The alternatives for data transfer are limited: Binding Corporate Rules can only be used by corporate groups and require substantial time to draft and to obtain necessary approval. Other alternatives are even more troublesome: consent is revocable and must be freely given and Contractual Necessity is rarely suitable for large quantities of data transfers of today. Approved Codes of Conduct and Certification under an Approved Certification Mechanism cannot be used yet because there are no approved codes of conduct or certification mechanisms. 


EDPB releases opinion on lead supervisory authority competence

The EDPB released an opinion in which it determined the competence for a lead supervisory authority to act can be switched to another supervisory authority in the event of a documented change related to a main or single establishment.



1000 clips of conversations in Belgium and the Netherlands breached, notification sent to the Irish DPA

The recordings, which were logged by Google Assistant, were sent to Google’s subcontractors for review. A minimum of 153 of these recordings were not authorised by the activation phrase “Ok/Hey, Google” and were never meant to be recorded. They contained personal data reaching from family conversations over bedroom chatter to business calls with confidential information.


Widely used Chrome and Firefox browser extensions caught harvesting data from 4 million consumers

URLs, webpage titles, and sometimes the embedded hyperlinks of pages visited were collected. Most of the collected data was then sold for $10 to $50 on website Nacho Analytics. This data may not sound especially sensitive, but some of the published links led to pages that are not protected by passwords - only by something called tokens, included in the URL. Some might know tokens form their use in URLs contained in private emails - when you click these, they take you straight to the website of the sender, logging you in automatically. The collected data might thus give any buyer access to any account that is accessible per token.

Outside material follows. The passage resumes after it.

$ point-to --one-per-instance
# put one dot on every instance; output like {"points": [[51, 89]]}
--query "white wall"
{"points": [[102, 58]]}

A list of the extensions is available on the website of the researchers that first found the harvesting.


1300+ Android apps collect data even when consent is not given

The International Computer Science Institute (ICSI) found as much as 1,325 Android apps that were gathering data from devices after users explicitly denied them permission to do so. The apps used workarounds to negate security features and took data from Wi-Fi sources, metadata stored in phones, and in some cases unprotected files on devices’ memory card. Serge Egelman, ICSI director of usable security and privacy research, presented the study at the FTC’s PrivacyCon. Google was notified of the issues as early as September 2018, but states they won’t be resolved until Android Q, later this year. Egelman will release details with a list of the 1,325 apps that were found at the Usenix Security conference in August.